Cell Membrane Repair following Focal Injury

Patient fibroblasts were used to generate myoblasts, which were then differentiated into myotubes prior to testing the cell membrane repair kinetics and the ability of these cells to repair from focal laser injury as described.¹⁶ We observed greater dye entry, indicating a poor cell membrane repair, in both the patient myoblasts and myotubes as compared to the healthy controls (see Fig 6C, E traces). Consequently, there was about a 2-fold increase in the number of patient myoblasts that failed to repair (see Fig 6D). Interestingly, despite the experimental challenge associated with the greater fragility of myotubes grown on a dish, which results in many more myotubes (compared to myoblasts) detaching upon injury, the patient myotubes demonstrated a 2-fold reduction in their ability to survive focal injury as compared to the control myotubes (see Fig 6F).

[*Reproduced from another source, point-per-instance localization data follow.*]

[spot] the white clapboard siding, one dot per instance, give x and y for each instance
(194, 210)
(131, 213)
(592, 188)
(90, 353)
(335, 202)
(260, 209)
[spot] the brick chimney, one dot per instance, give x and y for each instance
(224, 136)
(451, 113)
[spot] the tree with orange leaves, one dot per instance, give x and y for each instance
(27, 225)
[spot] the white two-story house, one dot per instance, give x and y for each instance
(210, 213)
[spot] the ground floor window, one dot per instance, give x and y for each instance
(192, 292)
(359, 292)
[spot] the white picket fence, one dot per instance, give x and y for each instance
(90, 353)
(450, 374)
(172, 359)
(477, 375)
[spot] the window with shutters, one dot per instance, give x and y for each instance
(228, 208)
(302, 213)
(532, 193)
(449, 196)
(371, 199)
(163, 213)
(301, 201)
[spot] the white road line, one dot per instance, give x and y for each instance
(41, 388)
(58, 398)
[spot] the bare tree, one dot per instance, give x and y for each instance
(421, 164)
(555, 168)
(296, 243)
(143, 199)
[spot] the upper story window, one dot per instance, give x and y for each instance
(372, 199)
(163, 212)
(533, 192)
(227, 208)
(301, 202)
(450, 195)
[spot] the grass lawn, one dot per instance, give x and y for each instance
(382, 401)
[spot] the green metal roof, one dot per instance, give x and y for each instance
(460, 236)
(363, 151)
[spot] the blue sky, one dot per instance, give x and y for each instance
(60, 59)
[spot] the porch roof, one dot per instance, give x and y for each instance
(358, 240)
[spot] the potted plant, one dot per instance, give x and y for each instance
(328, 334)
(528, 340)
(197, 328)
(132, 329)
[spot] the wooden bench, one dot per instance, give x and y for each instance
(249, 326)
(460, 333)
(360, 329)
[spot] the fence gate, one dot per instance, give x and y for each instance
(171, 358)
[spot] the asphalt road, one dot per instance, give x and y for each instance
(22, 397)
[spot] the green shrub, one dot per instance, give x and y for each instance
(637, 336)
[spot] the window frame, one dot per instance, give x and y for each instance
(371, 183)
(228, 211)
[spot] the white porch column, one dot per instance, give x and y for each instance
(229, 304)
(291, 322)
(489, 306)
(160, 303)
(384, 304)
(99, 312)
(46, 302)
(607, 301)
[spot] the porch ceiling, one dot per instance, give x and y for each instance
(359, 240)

Ggps1 p.Y259C Knock-In Mouse

Given that total enzymatic activity was only moderately decreased in vitro, and that the identified mutations cluster in a very narrow, externally facing domain outside of the catalytic core of the enzyme, we surmised that the human disease-associated mutations would likely only interfere with a highly specific function or subcellular localization of the protein to explain the very specific clinical phenotype. As a total knock-out the gene is not viable; we therefore created a knock-in mouse of the mutation p.Y259C (Fig 7A) detected in compound heterozygosity in the index family (Family 1) to study the effects of the mutant GGPS1 on the organismal level. We chose this mutation, with the highest PolyPhen-2 score, in order to maximize our chances of detecting a phenotype in the mouse, as knock-in models of human missense mutations are frequently insufficiently penetrant. We were surprised to find that no litter included homozygous mutant animals. Timed pregnancies (see Fig 7B–P) revealed that homozygote Y259C knock-in embryos developed up to embryonic day (ED)12.5, with no live embryos observed after this point. No gross developmental abnormalities but a dramatically slowed rate of development was evident at ED10.5, when homozygous Y259C knock-in embryos more closely resembled a wild-type embryo at ED9.5,while at ED12.5 they resembled the typical development observed in wild-type embryos at ED10. Thus, detailed mechanistic studies relevant to the human phenotype were not possible in this mouse strain.